I’m calculating the numbers of years that the
point 67 % part of the speed of light , or, 0.000,006,7 % of the speed of light,
from the 0.000,056,7 % of the speed of light ratio calculated above
would take off from the 86,000 years approximation.
It could be greater than 10% less time since
the speed is 2/3 faster than if it would be only half of that 43,000 years .
Additionally, l am reviewing 2 percentages in the original post, as one of the 2 seems to be a number which is not a percentage.
The magnitude of difference is exactly of 100 or, 3 decimal digits, which may very well be the case.
It may be over 1,000 or 10,000 times more simple to communicate with that system (Alpha Centauri) than to go there.
This includes sending data in electronic format or other similar format.
It would have to be reliable enough and new systems can be develop to deal with the time frame involved to receive and send communications.
In other words, we would have to communicate in programs, or, message packets, because there would be years in which we could not interact directly.
We could send programs in 4.3 years, and get feedback from them 4.3 years after they completed their procedures and proceedings.
To send updates from the data received would take another 4.3 years which is equal to triple that amount. 4.3 x 3 = 12.9 years.
This, is including data back from there before being sent back…

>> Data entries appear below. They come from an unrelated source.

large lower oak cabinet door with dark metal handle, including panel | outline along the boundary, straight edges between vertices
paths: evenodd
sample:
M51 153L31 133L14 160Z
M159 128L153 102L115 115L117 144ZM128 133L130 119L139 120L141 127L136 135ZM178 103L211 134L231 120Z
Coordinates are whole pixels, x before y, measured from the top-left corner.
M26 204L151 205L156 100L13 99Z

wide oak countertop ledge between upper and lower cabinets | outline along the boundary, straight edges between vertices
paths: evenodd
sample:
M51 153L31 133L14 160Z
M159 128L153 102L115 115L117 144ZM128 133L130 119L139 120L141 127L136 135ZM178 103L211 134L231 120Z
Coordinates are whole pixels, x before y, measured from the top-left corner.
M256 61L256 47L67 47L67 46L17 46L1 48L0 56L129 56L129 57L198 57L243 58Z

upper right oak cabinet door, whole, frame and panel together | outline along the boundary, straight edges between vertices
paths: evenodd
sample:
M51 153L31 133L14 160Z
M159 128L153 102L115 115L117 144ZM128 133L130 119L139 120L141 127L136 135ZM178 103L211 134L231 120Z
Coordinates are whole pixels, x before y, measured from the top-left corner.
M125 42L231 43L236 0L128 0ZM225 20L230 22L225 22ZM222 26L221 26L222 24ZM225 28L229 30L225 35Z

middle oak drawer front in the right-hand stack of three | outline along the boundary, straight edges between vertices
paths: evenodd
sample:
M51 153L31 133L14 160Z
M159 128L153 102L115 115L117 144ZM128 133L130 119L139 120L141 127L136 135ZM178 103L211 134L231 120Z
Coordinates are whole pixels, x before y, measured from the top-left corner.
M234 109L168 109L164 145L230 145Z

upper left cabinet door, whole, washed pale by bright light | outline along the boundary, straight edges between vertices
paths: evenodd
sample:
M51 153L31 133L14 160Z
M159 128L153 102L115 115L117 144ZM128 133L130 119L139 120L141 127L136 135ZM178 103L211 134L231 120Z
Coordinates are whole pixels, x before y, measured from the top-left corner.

If the data from there is included in a system which is arriving there, and sent before the arrival back from the reply, if the data is met at halfway, it would take the time to send the first one, 4.3, plus half the way back, 2.15 + the other 2.15 back on it’s way there, while the first reply is coming back to us in our system = 8.6 years.
Two generations should not be enough except for part of the first one way trip.
This does not include generations on board the system to travel there.
This includes only the time-frame involved for unmanned system with no life on board to go there.
Also, it may be possible to “leave things” to be seen later along the way.
This may not be the best option, as it could slow down the process.
However, if it can improve the chance to get resources there, or to be able to use resources required to get there, it may be an option.
If we can see there, it may be possible to see us from there as well, and so therefore, we are already there.
There could be other ways to get there.
The calculation error could be in the figure:
“The Voyager I spacecraft traveled at 17 km per second (or 17,000 m /s).
Compared to the speed of light , at 299 792 458 m / s , or 299,792.458 km per second,
it is = 5.670598281475156e-5 or 0.000 056 7 % of the speed of light.”
when compared to :
“So, this is less than 0.1% of the speed of light (at which rate it would take 4,300 years) or at 0.01% of it for 43,000 years.
Half of that speed is 0.005% of the speed of light and would take 86,000 years for the trip to get there.”
Unfortunately, I don’t have the time for that now, and I will verify this later.
It is merely arithmetic and does not include the expansion of space itself in which the speed of light is directly affected (which does involve mathematical calculations rather than arithmetic only , in scope).
Yes, that was it, the first number is not a percentage but a ratio.
So, the second percentage number is correct.
1 / x of 0.5 =
1 / x of 0.567
1.763 668 4
= 75,837 years.
Communication Warfare attack against the communication could also delay the system or cause other results, potentially negative.